After heated conversations between open-source communities and the EU last year, EU lawmakers and regulators ended up listening and reacting to most of the communities’ feedback, but there are still concerns that it adds too much overhead to a new role the act calls “open-source stewards.” At a time when funding is tight, Tobie Langel asked the question on everyone’s mind:

“Who’s going to bear the cost of this overhead?”

Granted, there are plenty of open-source foundations, but they also have limited resources and bring their own overhead to small projects.

The growing importance of data

Open source is used more and in more places than ever before. However, due to financial pressure in the wider ecosystem and the influx of a new form of “open” projects, AI tools, and services, the community needs to be more considered and cautious than ever. Amanda Brok put it well when we spoke, telling me that SOOCON and OpenUK intentionally changed their stated aims a few months ago.

“‘Open-source software and hardware’ used to be enough to encompass the community and its aims and concerns. Now it’s ‘Open-source software, hardware, and data’.”

An Open data movement, that aims to keep public data as freely accessible as possible, has existed for some time. The EU alone has nearly 2 million data sets. However, this past year saw the open-source community have to care about the openness of data in completely new ways. 

If a project or community wants to leverage new AI tools, it must now consider the data it uses and how it was trained.
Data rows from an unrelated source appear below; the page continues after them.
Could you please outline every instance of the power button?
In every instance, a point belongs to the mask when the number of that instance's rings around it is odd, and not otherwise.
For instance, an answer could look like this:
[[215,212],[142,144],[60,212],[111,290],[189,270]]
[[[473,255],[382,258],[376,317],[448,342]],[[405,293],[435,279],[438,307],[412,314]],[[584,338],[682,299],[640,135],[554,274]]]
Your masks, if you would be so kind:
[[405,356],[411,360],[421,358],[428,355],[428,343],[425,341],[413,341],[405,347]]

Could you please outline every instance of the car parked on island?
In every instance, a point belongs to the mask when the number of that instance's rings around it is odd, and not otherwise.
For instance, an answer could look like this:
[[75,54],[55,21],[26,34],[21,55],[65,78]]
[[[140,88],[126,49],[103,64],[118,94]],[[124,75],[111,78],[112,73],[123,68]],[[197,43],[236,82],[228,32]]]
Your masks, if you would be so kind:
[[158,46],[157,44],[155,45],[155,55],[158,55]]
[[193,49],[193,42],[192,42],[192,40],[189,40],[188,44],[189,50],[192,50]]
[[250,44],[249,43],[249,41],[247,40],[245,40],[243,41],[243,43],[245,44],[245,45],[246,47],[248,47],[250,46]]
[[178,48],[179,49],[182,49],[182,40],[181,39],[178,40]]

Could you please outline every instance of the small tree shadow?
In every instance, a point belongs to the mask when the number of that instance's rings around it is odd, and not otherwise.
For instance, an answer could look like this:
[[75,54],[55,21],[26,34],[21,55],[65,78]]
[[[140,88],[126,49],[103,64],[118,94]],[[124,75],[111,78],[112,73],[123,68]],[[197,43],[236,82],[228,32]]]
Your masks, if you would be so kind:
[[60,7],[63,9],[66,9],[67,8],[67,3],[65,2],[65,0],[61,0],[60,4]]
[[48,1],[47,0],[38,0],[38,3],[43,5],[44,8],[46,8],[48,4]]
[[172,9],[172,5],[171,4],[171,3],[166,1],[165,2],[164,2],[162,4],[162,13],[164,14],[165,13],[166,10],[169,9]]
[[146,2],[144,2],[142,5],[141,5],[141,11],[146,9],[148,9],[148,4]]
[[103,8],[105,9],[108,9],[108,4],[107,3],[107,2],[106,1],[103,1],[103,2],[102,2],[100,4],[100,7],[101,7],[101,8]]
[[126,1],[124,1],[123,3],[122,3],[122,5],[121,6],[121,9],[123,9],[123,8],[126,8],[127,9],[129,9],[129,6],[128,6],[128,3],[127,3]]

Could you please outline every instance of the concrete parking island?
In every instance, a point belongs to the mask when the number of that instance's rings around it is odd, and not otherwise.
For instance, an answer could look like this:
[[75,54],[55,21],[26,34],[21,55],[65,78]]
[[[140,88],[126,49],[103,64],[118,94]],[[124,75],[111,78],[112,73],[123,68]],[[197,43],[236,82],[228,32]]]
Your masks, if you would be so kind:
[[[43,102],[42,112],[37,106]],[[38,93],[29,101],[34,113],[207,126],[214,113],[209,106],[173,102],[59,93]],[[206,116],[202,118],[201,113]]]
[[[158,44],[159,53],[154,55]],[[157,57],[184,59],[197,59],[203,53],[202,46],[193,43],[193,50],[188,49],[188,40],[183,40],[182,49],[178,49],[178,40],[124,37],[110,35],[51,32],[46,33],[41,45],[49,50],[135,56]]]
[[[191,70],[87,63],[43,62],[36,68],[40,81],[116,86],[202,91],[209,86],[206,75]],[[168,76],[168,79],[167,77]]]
It needs to maintain regulatory data if it has any usage in the EU.

Depending on new regulations around the world, in the future, it might need to start profiling and reporting carbon impact. The wider commercial tech industry has known the value of data for some time, and now, whether it likes it or not, open source is also realising its importance and value.

Open to change

Despite a challenging 12-18 months in open source, the European ecosystem is in a good position to rise to the occasion. Compared to the US, open source in Europe has always been more conservative about funding sources and seeking different ways to sustain itself.

It’s too early to call on how the community will tackle the current AI boom, but EU regulators engaging more and local efforts to ensure diversity, inclusivity, and equity are positive signs for Europe’s open source community. 

Whether motivated by cost reduction, concern for the environment, or something in between, some of the key figures in the drive to make application software and hardware more sustainable call Europe home. Thus, the continent is in an excellent position to lead the change.

There are challenges ahead, and open source needs to adapt, but I am confident that the European community is as ready as ever to face them.